Featuring hundreds of hand-painted pieces throughout an 1,800-square-foot space, Wonderwood Springs opened last month with brewed coffee and espresso drinks, breakfast and lunch fare, and a selection of craft beers on tap.
In the building next to the cafe is a biannually rotating series of floor-to-ceiling, cartoon-style walk-through exhibits by Bennett. Through original characters, backdrops, props, lighting and music, Bennett and the staff plan to spin new epic, family-friendly tales of adventure set in the magical world of Wonderwood.
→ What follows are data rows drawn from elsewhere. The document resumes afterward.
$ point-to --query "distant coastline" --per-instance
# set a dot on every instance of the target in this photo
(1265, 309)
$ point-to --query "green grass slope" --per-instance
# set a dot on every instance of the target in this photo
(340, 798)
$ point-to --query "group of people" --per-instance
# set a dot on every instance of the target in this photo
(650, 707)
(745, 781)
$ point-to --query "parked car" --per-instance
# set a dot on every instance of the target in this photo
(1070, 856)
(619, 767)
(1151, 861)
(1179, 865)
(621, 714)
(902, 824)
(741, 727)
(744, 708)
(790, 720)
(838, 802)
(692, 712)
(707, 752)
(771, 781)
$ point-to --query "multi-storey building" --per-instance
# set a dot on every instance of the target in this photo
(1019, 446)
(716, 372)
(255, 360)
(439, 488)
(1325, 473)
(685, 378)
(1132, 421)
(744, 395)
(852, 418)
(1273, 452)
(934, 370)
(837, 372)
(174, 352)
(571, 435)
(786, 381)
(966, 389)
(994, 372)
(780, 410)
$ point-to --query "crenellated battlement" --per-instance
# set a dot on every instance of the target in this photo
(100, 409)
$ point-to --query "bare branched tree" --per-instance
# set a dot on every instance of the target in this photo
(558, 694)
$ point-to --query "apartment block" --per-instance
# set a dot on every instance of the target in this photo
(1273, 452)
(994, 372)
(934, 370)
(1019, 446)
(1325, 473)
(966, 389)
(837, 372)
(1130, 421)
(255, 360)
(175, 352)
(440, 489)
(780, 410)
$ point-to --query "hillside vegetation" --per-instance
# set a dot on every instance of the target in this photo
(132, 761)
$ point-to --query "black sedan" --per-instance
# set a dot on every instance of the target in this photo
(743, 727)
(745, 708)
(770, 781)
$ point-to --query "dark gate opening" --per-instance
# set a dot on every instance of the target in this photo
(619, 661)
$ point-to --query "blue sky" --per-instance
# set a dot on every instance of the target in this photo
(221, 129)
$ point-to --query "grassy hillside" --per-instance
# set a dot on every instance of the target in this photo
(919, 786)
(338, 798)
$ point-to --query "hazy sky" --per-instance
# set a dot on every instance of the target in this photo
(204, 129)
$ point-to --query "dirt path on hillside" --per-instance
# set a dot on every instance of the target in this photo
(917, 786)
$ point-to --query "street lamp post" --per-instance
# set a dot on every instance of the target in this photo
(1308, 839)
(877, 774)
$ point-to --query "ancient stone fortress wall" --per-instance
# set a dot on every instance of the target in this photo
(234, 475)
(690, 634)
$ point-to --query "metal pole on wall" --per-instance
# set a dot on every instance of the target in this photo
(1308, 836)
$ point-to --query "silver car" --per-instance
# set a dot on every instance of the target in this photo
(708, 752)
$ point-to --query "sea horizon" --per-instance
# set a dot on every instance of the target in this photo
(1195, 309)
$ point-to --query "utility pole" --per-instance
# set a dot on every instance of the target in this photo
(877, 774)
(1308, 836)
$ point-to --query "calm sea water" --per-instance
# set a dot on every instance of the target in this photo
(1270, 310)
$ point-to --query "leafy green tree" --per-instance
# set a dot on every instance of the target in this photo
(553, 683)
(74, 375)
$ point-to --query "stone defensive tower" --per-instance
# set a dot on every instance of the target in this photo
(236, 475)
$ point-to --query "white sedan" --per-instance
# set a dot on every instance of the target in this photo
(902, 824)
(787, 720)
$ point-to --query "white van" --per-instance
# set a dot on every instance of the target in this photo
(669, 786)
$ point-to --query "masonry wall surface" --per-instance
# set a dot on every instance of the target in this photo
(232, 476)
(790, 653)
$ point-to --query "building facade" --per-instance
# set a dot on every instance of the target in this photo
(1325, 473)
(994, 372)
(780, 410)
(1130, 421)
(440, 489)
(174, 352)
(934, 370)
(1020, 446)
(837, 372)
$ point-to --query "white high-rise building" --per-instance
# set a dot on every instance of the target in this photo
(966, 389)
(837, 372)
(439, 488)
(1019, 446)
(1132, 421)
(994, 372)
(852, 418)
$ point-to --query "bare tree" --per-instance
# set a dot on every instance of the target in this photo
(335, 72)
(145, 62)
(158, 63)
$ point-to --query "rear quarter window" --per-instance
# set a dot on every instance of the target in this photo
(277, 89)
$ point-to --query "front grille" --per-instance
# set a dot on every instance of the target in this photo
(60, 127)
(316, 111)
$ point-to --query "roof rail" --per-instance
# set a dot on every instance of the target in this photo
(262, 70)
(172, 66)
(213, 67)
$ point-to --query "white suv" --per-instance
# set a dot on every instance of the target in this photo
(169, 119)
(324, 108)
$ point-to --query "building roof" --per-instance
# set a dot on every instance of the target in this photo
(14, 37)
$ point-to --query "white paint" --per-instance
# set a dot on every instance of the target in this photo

The opening chapter is called “The Scourge of Castle Maplehold.”
In a space formerly occupied by motorcycle-themed coffee company See See Motor Coffee, the Wonderwood Springs cafe is owned by See See parent company Coffee Business LLC, which also owns and roasts the coffee for Water Avenue Coffee.
Coffees for See See, Water Avenue and now the Wonderwood Springs brand are all roasted on 10-kilo and 30-kilo Proaster roasting machines in a Portland facility led by Coffee Business Roasting Operations Manager Tyler Zaiss. Behind the bar is a Synesso S Series 3-group espresso machine paired with a Mahlkönig E80 grinder and a PuqPress automatic tamper.
To determine the flavors and spirit of the coffee program, Bennett convened with Coffee Business Director of Strategic Partnerships Matt Milletto for cuppings and some general coffee education.
“Going into Wonderwood Springs, all I really knew was, I love coffee and I love coffee shops,” Bennett said. “Thankfully, teaming up with Matt Milletto, I was educated to a level that allowed me to experience coffee in a whole new, elevated way. After trying several different blends and talking through some of the flavors we hoped to bring to Wonderwood Springs, we finally settled on the perfect roast: Up All Knight. Warm, cozy and easily adaptable to any ‘potion’ we bring to life in the shop.”
The coffee menu includes seasonal specials such as a sweet potato and fall-spice beverage called the Wonderwood Spice Latte, and story-specific specials such as the Maplehold Hot Chocolate.
Coffee Business Director of Projects Marian Janes helped lead the transformation from See See to Wonderwood.
“Flipping it to quite the opposite of a concept was so interesting, and it’s really cool to serve the community that wants to be at Wonderwood,” said Janes. “The whole community aspect of Wonderwood is so similar to See See, which is cool to see, but with an entirely different community.”
Bennett’s artwork has been increasingly found throughout the greater Portland community since he moved to town from Pennsylvania in 2016. A series of Bennett-designed yard signs with adorable animal characters imploring drivers to slow down has spread like dandelions throughout the city. Larger sanctioned works have made their way into parks, businesses and even vacant commercial spaces.
For Bennett, the Wonderwood concept breaks new ground both artistically and entrepreneurially.
“I think Wonderwood Springs as a concept has really allowed me to view my own creations in a new way,” Bennett said. “I’ve had the pleasure of watching folks play board games, write stories, make art and stare off into the hundreds of cutouts we have around the space all in the short time we’ve been open. It’s a pretty special place and I can’t wait to see how it evolves.”